We have all had lesson teachers that we have loved and from whom we learned so much. I will always remember every one of my flute teachers. Each brought something different to the table, good or bad. Sometimes I wasn’t ready to learn what they presented and other times, I needed more than they could give. So how do you know when it is time to move to a new teacher and how do you approach the subject? It can be tough for everyone involved to address the topic. Alternately, depending on the situation, sometimes it isn’t difficult at all!
There are a few questions that you want to answer before making such a big decision. First and foremost, why? What are the primary reasons behind the desire to change teachers? Has your teacher suggested this change? Are you interested in a specific style of performance that your teacher is unfamiliar with (historical performance practice, jazz etc…)? Do you feel you have outgrown your current teacher? Do you and your teacher argue or do you feel that they are not giving you the full attention that you require (do you feel like you are just a source of income). Have you just not clicked with their teaching style? These are all very valid reasons for considering switching to a new teacher. After all, there are so many teachers who specialize, so many different personality types, and so many different teaching styles.
Really think it through, because there are some less legitimate reasons for switching. Like, switching a the more famous teacher doesn’t mean they are better. Or being upset that your teacher comments regularly that you’re unprepared (you know if you have practiced or not). Moving to the more expensive teacher because obviously since they charge more, they are better is, again, a bit leap of logic. Also, switching to the more popular studio because that is where all the cool kids go doesn’t mean it will be better for you. Switching to the cheaper teacher isn’t always better either (although sometimes really great teachers are quite affordable). If money is an issue, talk to the teacher. Most of us are willing to work with a family that has some financial hardships although if the family owns multiple expensive cars and takes regular Disney trips, we may not be as willing to work with you (teaching is part of our income).

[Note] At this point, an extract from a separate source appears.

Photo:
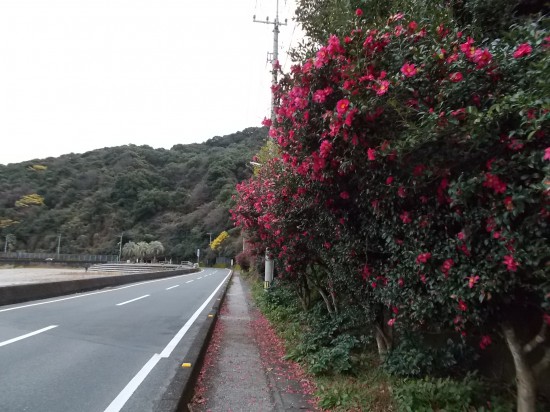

In general, and I am speaking from my own experiences, I want my students to have every opportunity. I don’t push them harder than they express a desire to work. I want to keep it enjoyable for them even if they express that they wish to pursue music as a career. I am always upfront about the expectations of that choice and I am very direct if they are not meeting the expectations for that career path. I also encourage students to take lessons with other teachers. Most often, those other teachers say verbatim what I have said. Students often return to our lessons as if I had never said anything of the sort and they heard the words for the first time from the other teacher. I usually just smile and nod while they spurt this all too familiar verbiage. If a student expresses the desire to go study with another teacher, I try to be very supportive but I always ask them for some insight into the change of heart. Most often it is (at least from what they have shared) a schedule conflict with my availability. I never push for more because it isn’t necessary, especially if the student has reasons they don’t feel comfortable sharing. With young students it can be simply that they want to study with the same teacher that their friends go to. This is their choice and it’s not my place to pressure them.
There have also been times when I have had to encourage students to go elsewhere or suggest a different teacher. In rare cases, I have found myself “firing” a student because they just don’t do the work or, more often than not, the parents have become overly demanding or unpredictable. These are the cases with regular, short notice cancellations and pushback when I require compensation for the time I set aside for them and couldn’t use for anyone else. Most often, these parents don’t see lessons as a job or my income because it is extracurricular for the student.
In general, approaching this change should be upfront and honest. If there is pressure or negative response then there may be underlying issues. You never want to burn a bridge on either side because you just never know what the future holds. Honesty is always best, but be sensitive, as both the student and the teacher can be bruised by the experience. I have had to say goodbye to some beloved students because they chose to pursue dance or gymnastics rather than flute but I have also had teachers poach students as well. I always appreciate when a student talks to me about the change and it is a good learning experience, especially for the younger students, in growth and maturity. It is always bitter sweet at a student’s last lesson and there are usually tears. This is how you know you’ve touched a student’s heart. You never know when you have been the one stable adult in their life!
If you are an adult student, keep in mind that with the good and the bad, we always learn something. The things we learn may be the ways NOT to do something (boy the stories I could tell) but we still learn. Focus on what you can take away from one teacher and use moving forward. Even in my worst experiences as a teacher and as a student, I have been able to look back and identify what I got from those interactions (sometimes just therapy bills) but I always move forward stronger and with knowledge I didn’t have beforehand. One of the best teachers I ever had told me once, “I am here to teach you to teach yourself.” I have never forgotten this and it is my own personal teaching philosophy.